Sometimes the concept of “coming of age” is majorly whacked with a dose of “coming out,” particularly when you’ve got a story set in the middle of a sleepy town during a sordidly hot summer. Are we alluding to the heat as a metaphor here? Well, artists are in fact known for their propensity of acts of dramatic licensing, wouldn’t you say?

Take the unraveling story that occurs during the course of Ingrid Veninger‘s “Porcupine Lake” as a fine example of keen drama intermingled with honest writing and pretty darn great acting. Here, you’ve got a pair of teenage girls, Bea and Kate, thirteen, to be exact, who meet, establish a quirky friendship in a secluded hamlet of Northern, Ontario and try to come to terms with their blooming self- identities. 

Sounds fun, right? And oh, there’s more. Let us not leave out the fact both participants in this newfound friendship have a host of wacky (dysfunctional) family members just waiting to burst at the seam. Why is this starting to sound so incredibly Tennessee Williams? This one is a winner, for sure and will be screened at qFLIX Worcester, the acclaimed LGBTQ+ film festival initially spawned in Philly’s gayborhood.

Veninger’s “Porcupine Lake” is as brutally good as it gets. It’s not a surprise, having come from the inner guts of the hearty Canadian cougar who first got her break as an actress on the cult favorite “Friday the 13th: The Series,” and who successfully transitioned the verve she employed as an eighties scream queen into molding powerful directorial campaigns like “I am a good person/I am a bad person” (2011), “The Animal Project” (2013), and “He Hated Pigeons” (2015). Who knows where the inveterate director will go from here?

It’s not so much a teeny bopper type of melodrama so much as it is a colorful depiction of raw youth figuring themselves out that makes “Porcupine Lake” a pretty successful flick for the youngsters. Sure there’s a few scenes that have been overdone in similar teenage love stories, but I really admire Veninger’s audacity in tackling the issues pretty much head on with the criminally young cast. The personality juxtapositions between our two leads is equally vital here and there’s no doubt whatsoever that both Charlotte Salisbury (Bea) and Lucinda Armstrong-Hall are having one hell of a good time exploring who their characters are.

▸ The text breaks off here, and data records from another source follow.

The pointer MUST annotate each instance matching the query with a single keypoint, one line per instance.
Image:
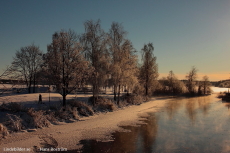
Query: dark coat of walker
(40, 99)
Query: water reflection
(139, 140)
(186, 125)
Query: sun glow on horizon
(212, 76)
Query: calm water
(196, 125)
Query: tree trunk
(118, 101)
(64, 97)
(115, 94)
(34, 84)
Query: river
(191, 125)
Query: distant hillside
(222, 83)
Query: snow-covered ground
(67, 135)
(218, 90)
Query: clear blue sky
(185, 33)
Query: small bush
(67, 113)
(82, 107)
(220, 95)
(104, 104)
(132, 99)
(14, 122)
(39, 118)
(13, 107)
(3, 131)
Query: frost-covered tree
(27, 63)
(191, 80)
(123, 64)
(65, 63)
(175, 86)
(149, 69)
(94, 43)
(204, 86)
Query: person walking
(40, 99)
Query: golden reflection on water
(171, 130)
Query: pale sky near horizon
(184, 33)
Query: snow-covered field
(67, 135)
(218, 90)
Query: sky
(184, 33)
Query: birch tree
(204, 86)
(65, 63)
(94, 42)
(191, 80)
(149, 69)
(26, 63)
(123, 60)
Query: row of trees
(98, 58)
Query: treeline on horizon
(100, 59)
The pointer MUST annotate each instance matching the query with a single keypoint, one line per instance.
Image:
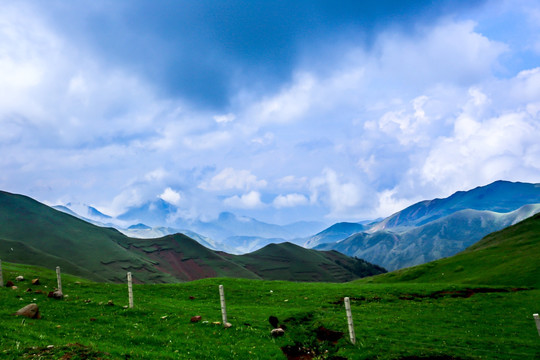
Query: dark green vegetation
(392, 321)
(35, 234)
(507, 257)
(433, 229)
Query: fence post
(349, 320)
(59, 279)
(222, 301)
(130, 290)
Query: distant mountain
(433, 229)
(33, 233)
(226, 229)
(506, 257)
(500, 197)
(143, 231)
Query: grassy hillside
(279, 261)
(43, 236)
(440, 238)
(438, 322)
(507, 257)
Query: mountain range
(438, 228)
(36, 234)
(422, 232)
(229, 232)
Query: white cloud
(290, 200)
(251, 200)
(340, 197)
(171, 196)
(156, 175)
(230, 178)
(481, 150)
(223, 119)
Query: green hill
(33, 233)
(507, 257)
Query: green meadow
(392, 321)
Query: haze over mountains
(33, 233)
(433, 229)
(422, 232)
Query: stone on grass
(277, 332)
(57, 294)
(31, 311)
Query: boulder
(31, 311)
(57, 294)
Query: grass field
(392, 321)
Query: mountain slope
(274, 261)
(507, 257)
(35, 234)
(85, 246)
(440, 238)
(499, 196)
(334, 233)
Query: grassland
(392, 321)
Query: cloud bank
(279, 111)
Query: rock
(31, 311)
(273, 321)
(324, 334)
(57, 294)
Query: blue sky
(279, 110)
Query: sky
(278, 110)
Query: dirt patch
(465, 293)
(430, 357)
(65, 352)
(356, 299)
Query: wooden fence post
(59, 279)
(349, 320)
(222, 301)
(130, 290)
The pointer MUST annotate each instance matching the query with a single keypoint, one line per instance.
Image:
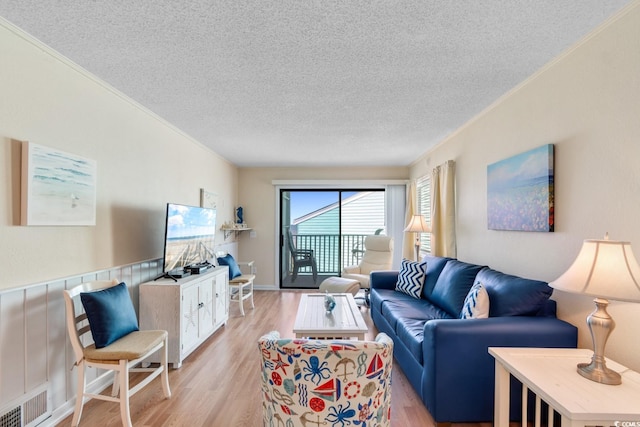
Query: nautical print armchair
(333, 383)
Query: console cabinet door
(222, 298)
(207, 307)
(190, 317)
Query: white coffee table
(345, 321)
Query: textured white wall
(143, 163)
(587, 103)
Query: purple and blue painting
(520, 192)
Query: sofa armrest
(458, 378)
(383, 279)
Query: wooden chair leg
(164, 376)
(125, 414)
(240, 298)
(80, 396)
(116, 384)
(251, 291)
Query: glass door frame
(283, 238)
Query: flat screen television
(189, 237)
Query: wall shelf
(233, 230)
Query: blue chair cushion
(453, 285)
(234, 269)
(110, 313)
(513, 295)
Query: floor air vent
(28, 411)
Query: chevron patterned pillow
(476, 304)
(411, 277)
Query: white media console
(190, 309)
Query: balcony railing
(332, 251)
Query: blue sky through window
(305, 202)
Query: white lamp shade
(417, 225)
(605, 269)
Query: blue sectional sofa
(444, 357)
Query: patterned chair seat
(322, 382)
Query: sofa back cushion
(453, 285)
(435, 264)
(513, 295)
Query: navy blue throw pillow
(110, 313)
(453, 285)
(234, 269)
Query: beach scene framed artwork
(58, 188)
(520, 191)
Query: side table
(550, 373)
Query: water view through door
(321, 231)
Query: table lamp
(417, 225)
(604, 269)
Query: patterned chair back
(313, 383)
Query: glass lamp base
(599, 373)
(600, 325)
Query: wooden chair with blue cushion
(241, 278)
(105, 335)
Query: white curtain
(443, 210)
(408, 247)
(395, 195)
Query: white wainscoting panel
(34, 348)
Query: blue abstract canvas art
(58, 188)
(520, 191)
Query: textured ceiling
(312, 82)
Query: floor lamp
(603, 269)
(417, 225)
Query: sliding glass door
(321, 231)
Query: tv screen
(189, 236)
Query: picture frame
(58, 188)
(520, 192)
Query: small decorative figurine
(329, 302)
(239, 215)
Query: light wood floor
(218, 384)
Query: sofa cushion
(453, 285)
(405, 307)
(513, 295)
(435, 264)
(411, 333)
(476, 304)
(411, 278)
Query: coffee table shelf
(345, 321)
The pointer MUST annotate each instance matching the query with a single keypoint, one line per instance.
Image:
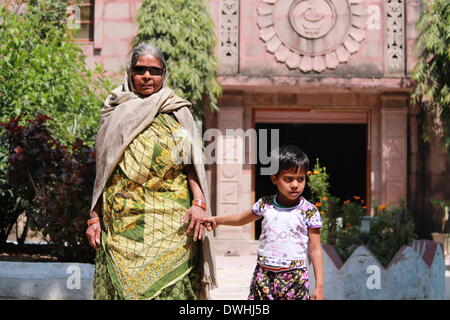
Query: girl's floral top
(284, 235)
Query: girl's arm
(195, 212)
(238, 219)
(315, 255)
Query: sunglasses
(154, 71)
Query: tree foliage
(43, 71)
(53, 183)
(185, 33)
(432, 71)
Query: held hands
(210, 223)
(318, 294)
(196, 214)
(93, 234)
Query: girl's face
(290, 184)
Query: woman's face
(147, 75)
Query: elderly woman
(150, 191)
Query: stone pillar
(229, 171)
(393, 149)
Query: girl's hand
(318, 294)
(196, 214)
(93, 234)
(210, 223)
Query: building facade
(331, 76)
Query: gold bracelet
(199, 203)
(92, 221)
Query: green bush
(43, 71)
(54, 182)
(432, 70)
(185, 33)
(390, 228)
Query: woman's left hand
(196, 214)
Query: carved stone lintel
(229, 37)
(312, 35)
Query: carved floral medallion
(312, 35)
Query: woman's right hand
(210, 223)
(93, 234)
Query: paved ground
(234, 274)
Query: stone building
(332, 76)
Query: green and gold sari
(145, 252)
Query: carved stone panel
(395, 37)
(229, 169)
(394, 151)
(312, 35)
(229, 37)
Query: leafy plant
(445, 205)
(432, 70)
(390, 228)
(185, 32)
(55, 181)
(42, 71)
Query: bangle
(92, 221)
(199, 203)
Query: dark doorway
(341, 148)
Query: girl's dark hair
(291, 158)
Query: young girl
(290, 232)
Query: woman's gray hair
(140, 50)
(147, 48)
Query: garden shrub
(56, 182)
(43, 71)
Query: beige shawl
(126, 114)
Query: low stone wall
(417, 272)
(46, 280)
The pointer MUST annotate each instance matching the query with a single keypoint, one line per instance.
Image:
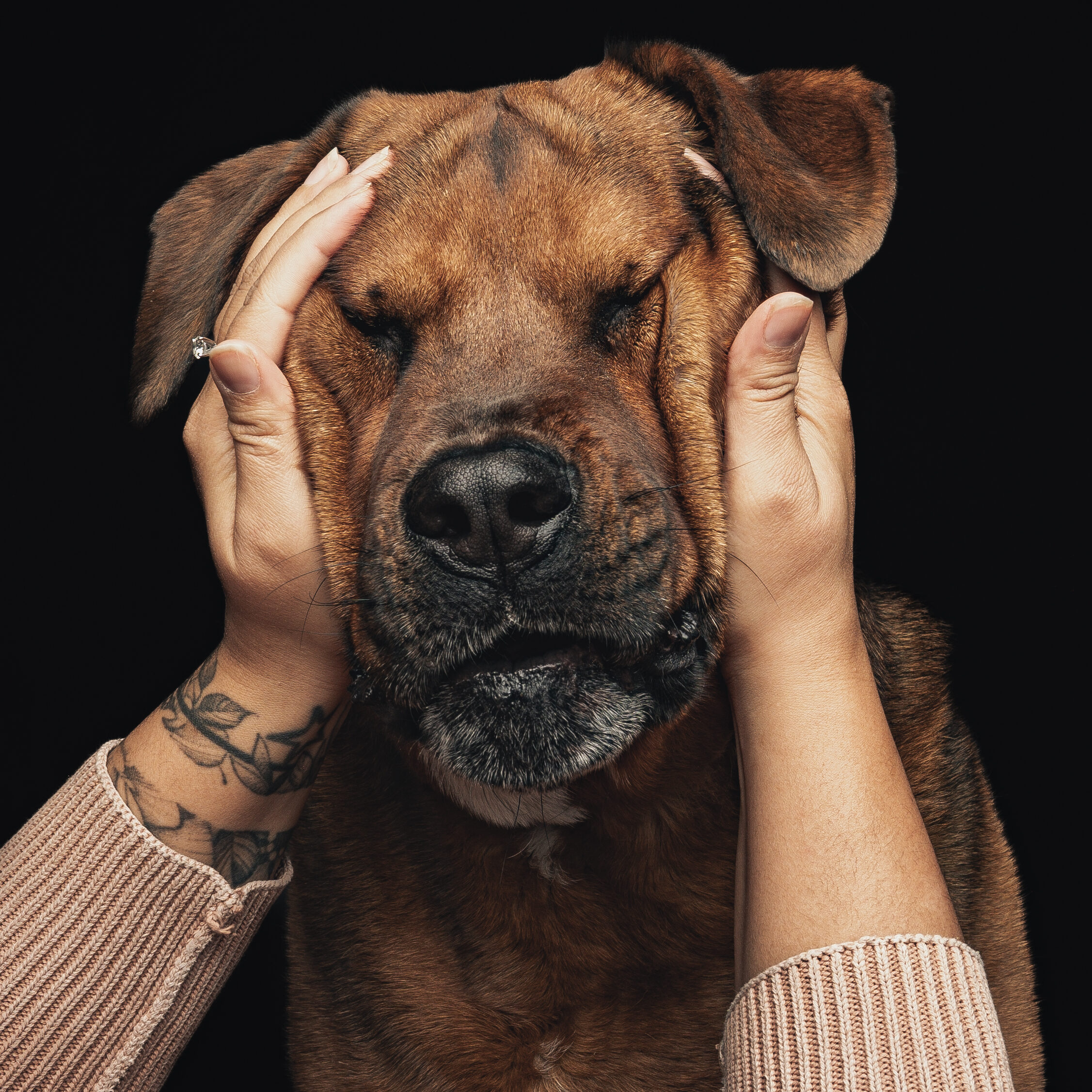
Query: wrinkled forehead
(547, 186)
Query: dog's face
(510, 385)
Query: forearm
(832, 846)
(222, 769)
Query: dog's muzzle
(547, 691)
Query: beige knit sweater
(113, 947)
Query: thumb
(261, 411)
(760, 412)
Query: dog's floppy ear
(199, 241)
(809, 155)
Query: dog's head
(510, 379)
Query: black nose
(491, 507)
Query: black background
(964, 369)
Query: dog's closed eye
(387, 336)
(620, 316)
(615, 318)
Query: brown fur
(427, 949)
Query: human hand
(789, 476)
(242, 432)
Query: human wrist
(265, 660)
(793, 636)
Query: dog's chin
(540, 716)
(534, 727)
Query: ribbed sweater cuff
(111, 945)
(898, 1013)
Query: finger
(823, 409)
(212, 456)
(271, 490)
(270, 308)
(325, 197)
(778, 280)
(329, 170)
(760, 414)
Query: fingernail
(235, 370)
(788, 320)
(374, 161)
(322, 167)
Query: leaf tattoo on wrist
(238, 855)
(202, 721)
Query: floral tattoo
(238, 855)
(202, 722)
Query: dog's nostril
(443, 521)
(534, 508)
(490, 507)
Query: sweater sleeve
(903, 1012)
(111, 945)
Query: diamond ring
(202, 347)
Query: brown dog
(517, 868)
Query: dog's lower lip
(528, 653)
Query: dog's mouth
(538, 710)
(524, 652)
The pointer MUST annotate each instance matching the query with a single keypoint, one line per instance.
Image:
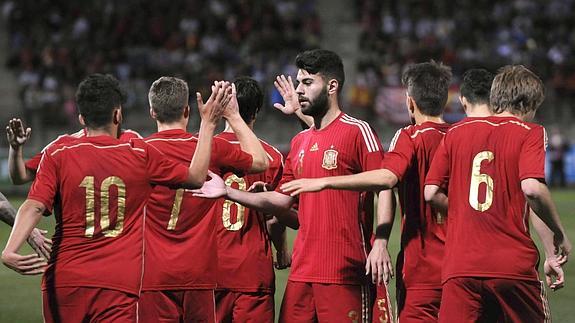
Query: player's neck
(331, 114)
(178, 125)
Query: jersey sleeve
(231, 158)
(439, 170)
(532, 161)
(161, 169)
(369, 149)
(44, 187)
(400, 154)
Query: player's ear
(81, 119)
(332, 86)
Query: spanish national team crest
(329, 159)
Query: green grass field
(20, 297)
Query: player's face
(312, 93)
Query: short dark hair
(324, 62)
(517, 90)
(428, 84)
(168, 97)
(476, 85)
(250, 97)
(96, 97)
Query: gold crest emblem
(329, 159)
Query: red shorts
(244, 307)
(418, 305)
(467, 299)
(382, 311)
(313, 302)
(87, 304)
(177, 306)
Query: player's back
(423, 230)
(180, 226)
(245, 260)
(488, 214)
(102, 186)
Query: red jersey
(333, 238)
(422, 232)
(103, 185)
(32, 163)
(485, 160)
(245, 262)
(181, 245)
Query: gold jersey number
(478, 178)
(227, 207)
(89, 185)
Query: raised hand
(212, 189)
(212, 110)
(379, 264)
(303, 185)
(16, 134)
(554, 275)
(287, 91)
(25, 265)
(38, 241)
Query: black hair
(324, 62)
(97, 96)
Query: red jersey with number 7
(181, 245)
(485, 160)
(245, 262)
(422, 230)
(103, 185)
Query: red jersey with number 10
(422, 231)
(181, 245)
(104, 185)
(333, 239)
(485, 160)
(245, 262)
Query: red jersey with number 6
(245, 262)
(333, 239)
(422, 230)
(103, 185)
(485, 160)
(181, 246)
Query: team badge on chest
(329, 159)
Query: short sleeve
(44, 187)
(160, 168)
(532, 159)
(439, 170)
(231, 158)
(400, 154)
(369, 148)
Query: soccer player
(103, 185)
(22, 172)
(495, 168)
(405, 166)
(181, 241)
(245, 288)
(327, 282)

It’s a great thing, especially for Salisbury, who’s in her first time on a camera role here, whereas Hall’s already been placed in front of an audience due to her success as Holly Hoyland on the hit Australian soap-opera, “Neighbours.” It’s also obvious that director Veninger clearly cares about these characters in a profound way in how she’s drawn them. In essence, “Porcupine Lake” is going to make for a tremendous addition to the always entertaining qFLIX. We ALL hope to see you in attendance for this wild romp of a teenage ride.